Secondo Lyotard (La condizione post-moderna, 1979), le principali caratteristiche di questa nuova forma culturale consistono nel tramonto della funzione emancipatrice del sapere, ormai ridotto a merce e privato di ogni legame con la formazione della personalità; nella limitazione del ruolo dello Stato nell’economia, causato dalla globalizzazione dei mercati; nell’avvento dell’informatica; nella fine della lotta di classe; nella sostituzione della “pragmatica performativa” alla verità. In generale, il post-moderno coincide con la fine delle grandi narrazioni, dunque con il crollo delle ideologie politiche e delle certezze scientifiche, sulle cui rovine il relativismo etico celebra i suoi fasti.

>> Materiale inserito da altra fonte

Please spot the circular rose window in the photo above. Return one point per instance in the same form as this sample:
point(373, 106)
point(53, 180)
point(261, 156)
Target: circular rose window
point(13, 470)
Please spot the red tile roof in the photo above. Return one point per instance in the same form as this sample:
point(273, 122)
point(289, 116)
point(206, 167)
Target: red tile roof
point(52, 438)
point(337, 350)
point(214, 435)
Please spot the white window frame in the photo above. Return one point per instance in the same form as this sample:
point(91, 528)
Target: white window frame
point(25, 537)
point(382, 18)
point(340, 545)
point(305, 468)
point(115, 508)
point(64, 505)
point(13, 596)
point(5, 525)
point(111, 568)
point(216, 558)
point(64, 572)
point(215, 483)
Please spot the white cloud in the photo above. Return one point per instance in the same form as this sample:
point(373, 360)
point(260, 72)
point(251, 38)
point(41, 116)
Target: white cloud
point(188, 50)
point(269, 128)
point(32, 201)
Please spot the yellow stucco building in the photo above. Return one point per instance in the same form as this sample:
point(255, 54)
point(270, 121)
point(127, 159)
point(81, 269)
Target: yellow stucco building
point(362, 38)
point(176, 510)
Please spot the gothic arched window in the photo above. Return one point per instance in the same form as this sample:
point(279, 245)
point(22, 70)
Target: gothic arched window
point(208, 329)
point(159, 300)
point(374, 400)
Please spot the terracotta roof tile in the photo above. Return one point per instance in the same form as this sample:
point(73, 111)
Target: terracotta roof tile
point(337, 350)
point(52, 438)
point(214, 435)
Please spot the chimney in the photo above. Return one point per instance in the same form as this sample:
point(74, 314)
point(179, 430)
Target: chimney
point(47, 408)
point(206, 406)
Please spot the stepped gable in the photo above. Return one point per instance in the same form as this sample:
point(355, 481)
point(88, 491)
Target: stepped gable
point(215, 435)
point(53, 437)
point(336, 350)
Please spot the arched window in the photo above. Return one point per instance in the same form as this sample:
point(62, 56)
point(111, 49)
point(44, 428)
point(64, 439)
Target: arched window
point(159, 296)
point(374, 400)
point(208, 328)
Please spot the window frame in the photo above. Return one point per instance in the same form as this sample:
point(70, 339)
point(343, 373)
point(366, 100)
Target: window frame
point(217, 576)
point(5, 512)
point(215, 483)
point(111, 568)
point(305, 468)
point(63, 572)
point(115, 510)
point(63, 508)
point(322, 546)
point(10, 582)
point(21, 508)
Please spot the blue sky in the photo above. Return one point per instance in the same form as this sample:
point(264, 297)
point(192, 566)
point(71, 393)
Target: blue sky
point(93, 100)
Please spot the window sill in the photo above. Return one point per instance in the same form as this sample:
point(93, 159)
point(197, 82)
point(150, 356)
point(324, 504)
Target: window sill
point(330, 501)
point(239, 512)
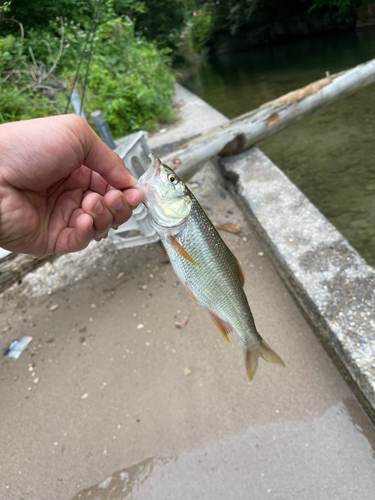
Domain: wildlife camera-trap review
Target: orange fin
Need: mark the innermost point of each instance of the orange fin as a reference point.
(240, 272)
(251, 359)
(181, 251)
(223, 326)
(191, 294)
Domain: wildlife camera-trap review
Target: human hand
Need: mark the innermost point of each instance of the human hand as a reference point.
(60, 186)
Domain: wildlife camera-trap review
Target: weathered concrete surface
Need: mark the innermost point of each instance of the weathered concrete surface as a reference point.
(112, 399)
(329, 279)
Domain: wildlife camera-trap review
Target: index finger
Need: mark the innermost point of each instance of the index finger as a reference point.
(98, 156)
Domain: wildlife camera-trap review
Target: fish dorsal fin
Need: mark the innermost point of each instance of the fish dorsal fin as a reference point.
(191, 294)
(181, 251)
(240, 272)
(223, 326)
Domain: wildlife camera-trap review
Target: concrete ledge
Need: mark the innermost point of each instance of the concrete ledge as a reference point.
(329, 279)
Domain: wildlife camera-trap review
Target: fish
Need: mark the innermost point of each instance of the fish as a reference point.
(204, 264)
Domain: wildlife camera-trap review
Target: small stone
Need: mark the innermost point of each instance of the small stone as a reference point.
(182, 324)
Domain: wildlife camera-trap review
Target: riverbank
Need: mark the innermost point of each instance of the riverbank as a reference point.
(111, 399)
(329, 154)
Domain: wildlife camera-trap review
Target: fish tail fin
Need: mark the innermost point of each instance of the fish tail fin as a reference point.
(251, 359)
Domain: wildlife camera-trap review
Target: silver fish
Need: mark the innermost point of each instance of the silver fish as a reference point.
(202, 261)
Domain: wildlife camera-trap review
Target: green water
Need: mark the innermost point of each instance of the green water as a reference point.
(329, 155)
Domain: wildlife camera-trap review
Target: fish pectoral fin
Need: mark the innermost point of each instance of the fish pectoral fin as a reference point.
(240, 272)
(223, 326)
(181, 251)
(251, 359)
(191, 294)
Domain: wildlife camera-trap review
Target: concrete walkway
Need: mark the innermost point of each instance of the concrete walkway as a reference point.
(111, 401)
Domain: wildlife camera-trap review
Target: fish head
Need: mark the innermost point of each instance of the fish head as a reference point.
(166, 197)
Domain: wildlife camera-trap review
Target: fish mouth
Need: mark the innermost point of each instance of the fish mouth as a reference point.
(147, 181)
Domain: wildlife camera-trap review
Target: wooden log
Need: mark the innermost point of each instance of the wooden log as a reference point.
(246, 130)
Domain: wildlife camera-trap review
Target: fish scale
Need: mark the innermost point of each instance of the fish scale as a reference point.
(215, 275)
(201, 260)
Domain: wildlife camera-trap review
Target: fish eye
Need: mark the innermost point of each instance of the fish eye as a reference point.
(172, 179)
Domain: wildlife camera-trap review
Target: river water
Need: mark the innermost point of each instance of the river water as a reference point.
(329, 155)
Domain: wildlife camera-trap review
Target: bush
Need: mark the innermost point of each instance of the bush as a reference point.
(129, 81)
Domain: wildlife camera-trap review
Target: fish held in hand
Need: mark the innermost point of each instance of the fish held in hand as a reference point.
(202, 261)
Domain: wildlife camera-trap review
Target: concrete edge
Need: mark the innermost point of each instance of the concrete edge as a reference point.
(330, 281)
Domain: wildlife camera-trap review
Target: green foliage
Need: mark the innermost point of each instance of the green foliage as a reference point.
(201, 30)
(334, 10)
(129, 80)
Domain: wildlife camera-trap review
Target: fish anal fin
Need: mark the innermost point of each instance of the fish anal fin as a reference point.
(251, 359)
(191, 294)
(223, 326)
(181, 251)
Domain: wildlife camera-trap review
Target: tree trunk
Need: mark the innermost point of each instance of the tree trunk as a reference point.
(246, 130)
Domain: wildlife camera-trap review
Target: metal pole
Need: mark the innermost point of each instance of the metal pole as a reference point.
(76, 101)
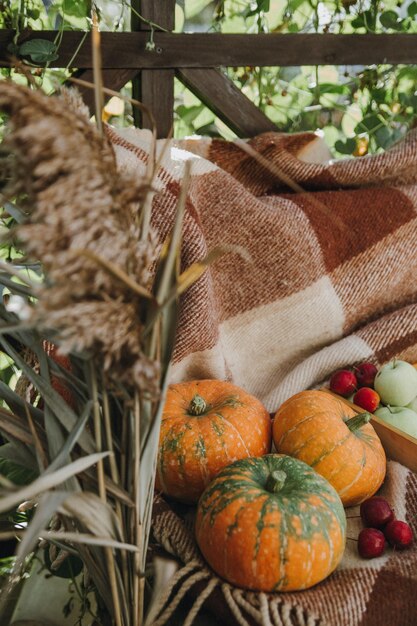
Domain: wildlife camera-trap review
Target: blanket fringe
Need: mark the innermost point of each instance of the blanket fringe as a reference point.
(260, 608)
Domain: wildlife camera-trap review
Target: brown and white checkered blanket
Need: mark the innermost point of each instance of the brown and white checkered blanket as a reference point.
(331, 282)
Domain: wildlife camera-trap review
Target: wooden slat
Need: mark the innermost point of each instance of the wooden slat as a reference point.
(222, 96)
(155, 88)
(181, 50)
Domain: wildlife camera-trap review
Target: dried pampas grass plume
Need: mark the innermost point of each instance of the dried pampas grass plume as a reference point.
(84, 227)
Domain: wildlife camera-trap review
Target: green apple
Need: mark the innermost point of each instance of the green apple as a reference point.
(400, 417)
(412, 405)
(396, 383)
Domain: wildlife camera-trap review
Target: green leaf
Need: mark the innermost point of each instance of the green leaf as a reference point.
(369, 124)
(345, 147)
(412, 9)
(333, 88)
(77, 8)
(391, 19)
(383, 137)
(264, 5)
(188, 114)
(39, 50)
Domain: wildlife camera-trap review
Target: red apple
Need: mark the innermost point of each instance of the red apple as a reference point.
(371, 543)
(398, 534)
(343, 382)
(365, 374)
(376, 512)
(367, 399)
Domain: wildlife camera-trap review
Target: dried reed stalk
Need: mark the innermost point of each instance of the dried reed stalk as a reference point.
(89, 227)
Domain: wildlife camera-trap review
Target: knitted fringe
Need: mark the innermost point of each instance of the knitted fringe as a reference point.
(260, 608)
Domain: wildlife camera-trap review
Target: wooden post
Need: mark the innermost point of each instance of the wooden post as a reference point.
(155, 88)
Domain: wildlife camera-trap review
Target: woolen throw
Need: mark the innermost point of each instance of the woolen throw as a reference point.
(330, 282)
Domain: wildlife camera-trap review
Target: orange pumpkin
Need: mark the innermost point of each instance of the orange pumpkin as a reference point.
(321, 430)
(206, 425)
(271, 524)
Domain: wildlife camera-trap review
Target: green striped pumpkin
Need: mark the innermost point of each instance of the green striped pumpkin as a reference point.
(271, 524)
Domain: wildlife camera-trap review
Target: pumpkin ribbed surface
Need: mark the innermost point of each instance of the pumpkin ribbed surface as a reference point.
(206, 425)
(312, 426)
(271, 524)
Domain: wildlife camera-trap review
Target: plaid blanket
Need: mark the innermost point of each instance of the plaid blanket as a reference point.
(331, 279)
(330, 282)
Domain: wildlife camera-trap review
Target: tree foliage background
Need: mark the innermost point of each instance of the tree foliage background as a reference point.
(359, 109)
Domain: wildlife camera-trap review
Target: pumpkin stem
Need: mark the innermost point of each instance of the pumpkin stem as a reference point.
(198, 405)
(357, 421)
(275, 481)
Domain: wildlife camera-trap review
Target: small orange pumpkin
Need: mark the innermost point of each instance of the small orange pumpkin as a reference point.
(271, 524)
(324, 432)
(206, 425)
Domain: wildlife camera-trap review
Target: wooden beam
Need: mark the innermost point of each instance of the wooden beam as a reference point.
(181, 50)
(222, 96)
(155, 88)
(112, 79)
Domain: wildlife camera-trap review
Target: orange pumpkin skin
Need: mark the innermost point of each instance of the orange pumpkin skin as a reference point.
(310, 426)
(270, 539)
(206, 425)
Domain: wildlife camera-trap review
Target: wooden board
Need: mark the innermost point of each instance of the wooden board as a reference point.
(398, 446)
(154, 88)
(178, 50)
(222, 97)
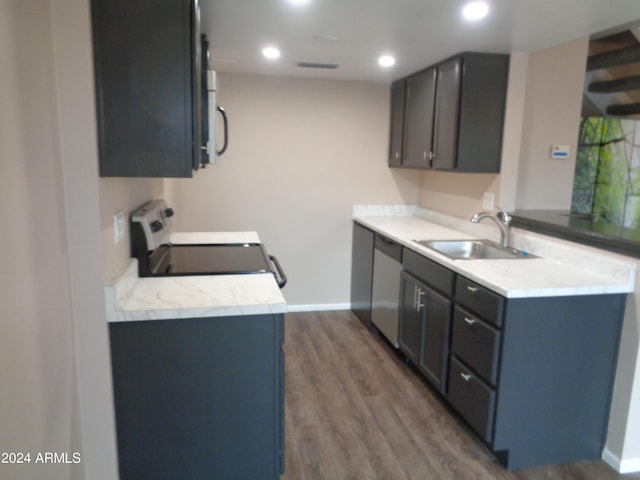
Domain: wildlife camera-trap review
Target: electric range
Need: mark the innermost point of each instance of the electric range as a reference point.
(151, 227)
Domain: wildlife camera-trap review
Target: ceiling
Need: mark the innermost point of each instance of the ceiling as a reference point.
(354, 33)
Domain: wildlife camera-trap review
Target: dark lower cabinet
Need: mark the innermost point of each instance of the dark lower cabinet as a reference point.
(199, 398)
(411, 318)
(532, 377)
(362, 272)
(425, 323)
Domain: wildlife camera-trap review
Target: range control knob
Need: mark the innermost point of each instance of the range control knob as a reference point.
(156, 226)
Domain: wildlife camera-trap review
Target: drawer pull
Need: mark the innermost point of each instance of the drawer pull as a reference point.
(419, 305)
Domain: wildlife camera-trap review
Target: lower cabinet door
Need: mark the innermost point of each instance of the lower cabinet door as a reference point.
(472, 398)
(435, 338)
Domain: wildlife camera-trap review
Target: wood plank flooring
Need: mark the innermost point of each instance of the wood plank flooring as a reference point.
(355, 410)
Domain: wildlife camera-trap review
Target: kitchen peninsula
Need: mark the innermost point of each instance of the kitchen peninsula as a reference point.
(187, 392)
(524, 350)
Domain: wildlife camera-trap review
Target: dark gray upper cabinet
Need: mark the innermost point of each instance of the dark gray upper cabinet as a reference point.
(147, 69)
(396, 135)
(447, 108)
(421, 89)
(454, 115)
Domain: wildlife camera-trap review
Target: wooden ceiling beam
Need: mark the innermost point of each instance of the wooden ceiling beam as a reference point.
(618, 85)
(614, 58)
(624, 110)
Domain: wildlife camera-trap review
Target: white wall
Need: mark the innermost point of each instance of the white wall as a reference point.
(121, 194)
(39, 401)
(301, 153)
(555, 80)
(74, 93)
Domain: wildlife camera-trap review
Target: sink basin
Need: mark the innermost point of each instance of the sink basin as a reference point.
(474, 249)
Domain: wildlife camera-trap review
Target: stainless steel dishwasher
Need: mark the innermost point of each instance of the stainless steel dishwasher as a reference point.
(385, 295)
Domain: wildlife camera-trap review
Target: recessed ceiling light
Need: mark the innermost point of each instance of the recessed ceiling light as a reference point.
(475, 10)
(271, 53)
(386, 61)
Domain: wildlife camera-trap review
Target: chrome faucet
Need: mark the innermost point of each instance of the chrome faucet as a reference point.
(502, 219)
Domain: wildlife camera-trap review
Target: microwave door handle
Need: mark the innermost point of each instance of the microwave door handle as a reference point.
(211, 113)
(225, 124)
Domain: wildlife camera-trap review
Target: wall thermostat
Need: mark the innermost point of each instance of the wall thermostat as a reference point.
(560, 151)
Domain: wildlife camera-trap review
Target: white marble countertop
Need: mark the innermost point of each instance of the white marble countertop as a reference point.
(559, 271)
(131, 298)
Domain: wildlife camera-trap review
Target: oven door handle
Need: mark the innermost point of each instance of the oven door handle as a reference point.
(283, 278)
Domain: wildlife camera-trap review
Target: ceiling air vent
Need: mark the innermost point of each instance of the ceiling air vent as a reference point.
(324, 66)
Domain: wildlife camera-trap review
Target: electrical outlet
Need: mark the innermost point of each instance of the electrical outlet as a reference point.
(488, 200)
(118, 226)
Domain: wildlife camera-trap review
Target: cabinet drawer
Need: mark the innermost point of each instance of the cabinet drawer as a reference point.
(430, 272)
(472, 398)
(480, 300)
(477, 343)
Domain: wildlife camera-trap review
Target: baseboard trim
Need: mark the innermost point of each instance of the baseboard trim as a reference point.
(631, 465)
(320, 307)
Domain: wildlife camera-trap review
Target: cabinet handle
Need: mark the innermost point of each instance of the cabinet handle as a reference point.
(419, 305)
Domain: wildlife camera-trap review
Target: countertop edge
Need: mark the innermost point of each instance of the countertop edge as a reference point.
(621, 281)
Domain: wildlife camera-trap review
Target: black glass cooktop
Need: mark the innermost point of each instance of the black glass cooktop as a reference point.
(218, 259)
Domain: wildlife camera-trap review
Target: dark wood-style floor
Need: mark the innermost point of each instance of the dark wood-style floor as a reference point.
(355, 410)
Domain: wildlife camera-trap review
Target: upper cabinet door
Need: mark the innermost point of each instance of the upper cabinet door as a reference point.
(398, 90)
(147, 72)
(454, 114)
(421, 89)
(445, 133)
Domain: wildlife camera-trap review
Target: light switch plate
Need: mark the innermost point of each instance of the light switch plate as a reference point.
(118, 226)
(488, 200)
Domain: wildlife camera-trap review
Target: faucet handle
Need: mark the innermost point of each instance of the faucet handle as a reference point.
(506, 218)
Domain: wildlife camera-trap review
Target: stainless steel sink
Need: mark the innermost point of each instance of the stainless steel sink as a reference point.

Nel postmoderno il neo-marxista Fredric Jameson (Il postmoderno, o la logica culturale del tardo capitalismo, 1984) ravvisa “l’espressione interna e sovrastrutturale di tutto il nuovo corso del dominio economico e militare dell’America nel mondo”, intimamente connesso alla terza fase “multinazionale” del capitalismo, che segue quelle del “mercato nazionale” e del “sistema imperialistico”. Gli aspetti salienti del postmoderno sono, secondo Jameson, la cancellazione del confine tra cultura alta e cultura commerciale di massa, che si impone con citazioni insistite da programmi televisivi, pubblicità, film dozzinali e paraletteratura; il culto del simulacro e dello spettacolo; l’indebolimento del senso storico, con la conseguente abolizione del futuro e del “progetto collettivo”; la frammentazione e il “decentramento” della soggettività, accompagnati dall’eclissi del sentire profondo, a tal punto che nei prodotti culturali postmoderni i sentimenti “fluttuano liberamente, sono impersonali”.
Per Gianni Vattimo (La fine della modernità, 1985), infine, il postmoderno si caratterizza come esperienza della fine della storia, dovuta non solo all’incombere di una possibile catastrofe atomica ma anche all’esaurirsi della concezione teleologica del divenire come processo unitario orientato verso una meta finale. In tale disincantata prospettiva, così ostile all’utopia della Rivoluzione, le avanguardie non hanno più senso e la modernità stessa, in quanto “epoca della riduzione dell’essere al novum“, può dirsi finita.
Ma se il nuovo è morto, se la storia non ha direzione né può essere indirizzata, rimane allora soltanto la possibilità di ricombinare incessantemente ciò che è già stato.